During Apple's earnings call today, Apple SVP and CFO Peter Oppenheimer announced a small change to how the company reports its revenue from Asia. Rather than lumping China into the "Asia Pacific" category as has been done up to this point, a new "Greater China" category has been added.
"Beginning this fiscal year, we are reorganizing the presentation of our results to provide greater transparency," Oppenheimer explains. "First, we have established a new operating segment of Greater China given the very significant contribution of that region to our overall business. We define Greater China to include Mainland China, Hong Kong, and Taiwan."
While the edit to the company's revenue data sheet may be minor, it's a sign of something much larger: China's smartphone market could become Apple's most important battleground. Apple's year-over-year iPhones sales in China more than doubled last quarter, with revenue jumping an astonishing 67%. This puts China in third place in terms of contributing to the company's overall bottom line, but China's smartphone war is just heating up.

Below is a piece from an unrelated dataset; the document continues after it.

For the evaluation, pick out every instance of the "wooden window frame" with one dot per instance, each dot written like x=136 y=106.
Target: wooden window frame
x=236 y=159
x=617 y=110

Last year, China surpassed the United States to become the largest smartphone market in the world. This year, the Chinese market could grow to be twice that of the U.S., so it's relatively easy to see why Apple would want to focus on the region.
Apple has already had a great deal of success with the iPad mini in China, and the company even went so far as to publish a Chinese New Year gift guide. But those are just small steps towards declaring victory, and Apple's actions in 2013 will be infinitely important to whether China remains a revenue boon for the company.